Family. I have family on the brain.
My husband’s aunt came to visit and we met her for the first time. When I say “we”, I am including my husband. He had never met this aunt before. The story is long and not mine to tell and it was started by my husband’s grandfather (whom my husband has never met).
What I would like to share is that there is something beautiful, courageous, and authentic about a woman reaching out to siblings and extended family and risking rejection because of poor choices her father made. There is also healing and growth in embracing each other and accepting each other as family once and for all.
Family. Sometimes we are born into it and sometimes someone steps in and becomes family.
There is a man that I am biologically related to. He is technically my “father”, he is also a stranger to me. Oh sure, I’ve talked to him, I know what he looks like, but I do not “know” him, I can not claim him as mine. Then there is another man that came into my life when I was already 18 years old and slowly worked his way into my life and heart. I’ve never lived with this other man, I got to know him through my mother because she lives with him.

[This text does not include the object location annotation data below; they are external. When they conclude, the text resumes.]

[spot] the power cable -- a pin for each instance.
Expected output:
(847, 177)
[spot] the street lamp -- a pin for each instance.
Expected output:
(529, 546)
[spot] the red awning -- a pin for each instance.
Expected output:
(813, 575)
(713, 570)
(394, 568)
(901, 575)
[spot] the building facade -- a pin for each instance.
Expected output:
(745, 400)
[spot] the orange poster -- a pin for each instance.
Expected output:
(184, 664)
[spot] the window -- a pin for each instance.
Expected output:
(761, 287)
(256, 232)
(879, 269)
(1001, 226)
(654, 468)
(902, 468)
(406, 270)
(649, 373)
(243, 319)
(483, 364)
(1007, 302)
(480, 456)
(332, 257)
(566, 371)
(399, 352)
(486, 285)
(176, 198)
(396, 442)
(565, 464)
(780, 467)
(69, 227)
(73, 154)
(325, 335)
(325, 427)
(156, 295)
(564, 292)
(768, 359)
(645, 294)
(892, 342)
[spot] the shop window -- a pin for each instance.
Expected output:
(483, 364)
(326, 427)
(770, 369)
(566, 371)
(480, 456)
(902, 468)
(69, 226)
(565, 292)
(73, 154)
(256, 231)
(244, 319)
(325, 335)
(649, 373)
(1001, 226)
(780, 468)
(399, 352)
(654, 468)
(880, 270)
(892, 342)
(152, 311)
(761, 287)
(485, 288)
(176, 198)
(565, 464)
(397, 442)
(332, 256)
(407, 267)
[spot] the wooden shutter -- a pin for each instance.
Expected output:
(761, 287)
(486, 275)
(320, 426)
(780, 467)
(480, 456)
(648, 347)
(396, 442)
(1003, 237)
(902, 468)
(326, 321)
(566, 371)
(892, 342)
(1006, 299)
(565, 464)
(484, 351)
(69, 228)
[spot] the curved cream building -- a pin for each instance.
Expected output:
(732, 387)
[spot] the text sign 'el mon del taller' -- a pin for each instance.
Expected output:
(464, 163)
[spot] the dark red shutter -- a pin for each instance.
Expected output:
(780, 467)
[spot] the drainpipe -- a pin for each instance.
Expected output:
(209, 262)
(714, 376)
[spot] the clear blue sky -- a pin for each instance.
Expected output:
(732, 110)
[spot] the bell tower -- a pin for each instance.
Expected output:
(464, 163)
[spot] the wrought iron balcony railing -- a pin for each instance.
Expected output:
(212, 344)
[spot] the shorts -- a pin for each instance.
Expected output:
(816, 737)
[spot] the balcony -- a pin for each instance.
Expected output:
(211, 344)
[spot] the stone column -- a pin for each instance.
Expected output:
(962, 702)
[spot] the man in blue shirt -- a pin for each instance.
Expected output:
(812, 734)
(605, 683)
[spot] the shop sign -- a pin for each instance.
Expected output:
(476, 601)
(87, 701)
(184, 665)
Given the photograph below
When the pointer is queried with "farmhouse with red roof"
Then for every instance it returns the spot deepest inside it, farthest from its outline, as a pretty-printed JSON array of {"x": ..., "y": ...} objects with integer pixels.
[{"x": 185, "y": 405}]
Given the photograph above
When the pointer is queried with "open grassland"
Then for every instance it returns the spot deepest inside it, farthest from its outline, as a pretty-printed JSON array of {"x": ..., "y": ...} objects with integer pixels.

This other man filled a space I never even knew was vacant. He loves me the way I imagine a father loves his daughter. He introduces me as his daughter. He comes through for me EVERY SINGLE TIME I need him to.
Family. My family.
My family used to mean my mother, my brother, and me. Now “my” family means my daughter, my husband, and me. Of course I have family that extends beyond those I hold nearest and dearest, but I will protect “my” family even if it means protecting them from family.
Family. I’m happy I let some “family” go. I’m happy with the family I’ve made. I’m loved by those that have accepted me as family. Family means more to me now than it ever has.